At the recent HIMSS 2019 Conference in Orlando, I was able to attend a number of informative sessions focused on risk management. One session in particular that stood out was the update from the U.S. Department of Health and Human Services (HHS) Office of Civil Rights (OCR), given by Roger Severino, Director, and Nick Heesters, Health Information Privacy Security Specialist.
During their presentation, the speakers reviewed recent HIPAA enforcement actions and presented recurring patterns of noncompliance areas. Although they mentioned that the reported number of breaches have decreased yearly since 2014, the number of hacking activities reported have increased consistently.
The speakers covered greater detail on encountered challenges during their engagements, and offered best practices to mitigate intruder activity and encourage enterprise privacy risk management.
The OCR has seen two prominent issues appearing regularly: lack of accuracy and lack of thoroughness in providing documentation to regulators. Basic PowerPoint presentations used to communicate to the board were deemed far too insufficient. The OCR would prefer to see backup documentation showing that a protected entity knows, understands, and addresses obligations to mitigate the risk of protected health information (PHI) leakage across their enterprise.
A Risk Assessment Landscape in Healthcare that is Too Siloed
Their opinion was that the scope of PHI Risk Assessment activity should be considered as an enterprise-wide undertaking and must address all PHI exposure. Frequently, they are seeing examples where the activity is too narrow and centered solely on EHR-driven audits and assessments. Because the current risk assessment landscape still is far too siloed and not holistic enough, a full hardware and software PHI inventories review would further elevate its strategic importance to senior management, the board, regulators, and examiners.
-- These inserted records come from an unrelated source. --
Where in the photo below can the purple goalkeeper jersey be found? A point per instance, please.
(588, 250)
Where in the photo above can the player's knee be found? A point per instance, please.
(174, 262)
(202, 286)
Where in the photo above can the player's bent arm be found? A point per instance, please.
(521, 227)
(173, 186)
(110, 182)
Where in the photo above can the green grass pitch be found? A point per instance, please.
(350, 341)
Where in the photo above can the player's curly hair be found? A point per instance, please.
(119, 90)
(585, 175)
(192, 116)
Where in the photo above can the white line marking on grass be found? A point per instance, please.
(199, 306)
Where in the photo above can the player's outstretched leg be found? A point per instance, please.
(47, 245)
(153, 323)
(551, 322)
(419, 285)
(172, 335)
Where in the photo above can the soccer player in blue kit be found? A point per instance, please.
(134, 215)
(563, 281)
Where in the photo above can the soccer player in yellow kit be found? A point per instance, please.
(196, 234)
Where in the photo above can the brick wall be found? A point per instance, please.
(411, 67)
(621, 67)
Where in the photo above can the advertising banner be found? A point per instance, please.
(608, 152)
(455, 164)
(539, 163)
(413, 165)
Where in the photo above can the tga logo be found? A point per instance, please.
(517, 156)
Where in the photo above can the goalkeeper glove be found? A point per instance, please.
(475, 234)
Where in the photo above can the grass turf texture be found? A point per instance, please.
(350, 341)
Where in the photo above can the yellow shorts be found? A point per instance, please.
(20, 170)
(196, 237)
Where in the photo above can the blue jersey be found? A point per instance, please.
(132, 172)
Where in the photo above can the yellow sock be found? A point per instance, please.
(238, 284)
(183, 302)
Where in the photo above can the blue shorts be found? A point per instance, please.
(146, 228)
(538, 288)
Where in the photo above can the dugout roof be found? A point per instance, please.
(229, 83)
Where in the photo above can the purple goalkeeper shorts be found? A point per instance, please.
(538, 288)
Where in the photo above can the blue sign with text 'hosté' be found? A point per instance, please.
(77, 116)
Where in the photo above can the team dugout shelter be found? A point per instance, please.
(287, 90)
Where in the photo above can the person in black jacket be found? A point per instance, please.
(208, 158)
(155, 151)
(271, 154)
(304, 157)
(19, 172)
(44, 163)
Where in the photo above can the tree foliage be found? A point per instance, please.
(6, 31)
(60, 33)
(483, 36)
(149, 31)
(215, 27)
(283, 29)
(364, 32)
HIPAA & PHI Best Practices to Implement
Their final discussion on valuable best practices included utilizing strong access controls, leveraging strong audit controls, developing consistent information system activity review programs, and employing documented procedures for handling security incidents and contingency planning for Disaster Recovery. In summary, the OCR and HHS are looking for healthcare organizations to embrace continuous risk assessments as normal business operating processes, and not solely as an internal annual check off.
As the OCR engagements evolve, the OCR understandably will look toward other federal agencies for guidance and expectation levels for healthcare organizations to deploy safe, consistent, and ongoing risk assessment programs.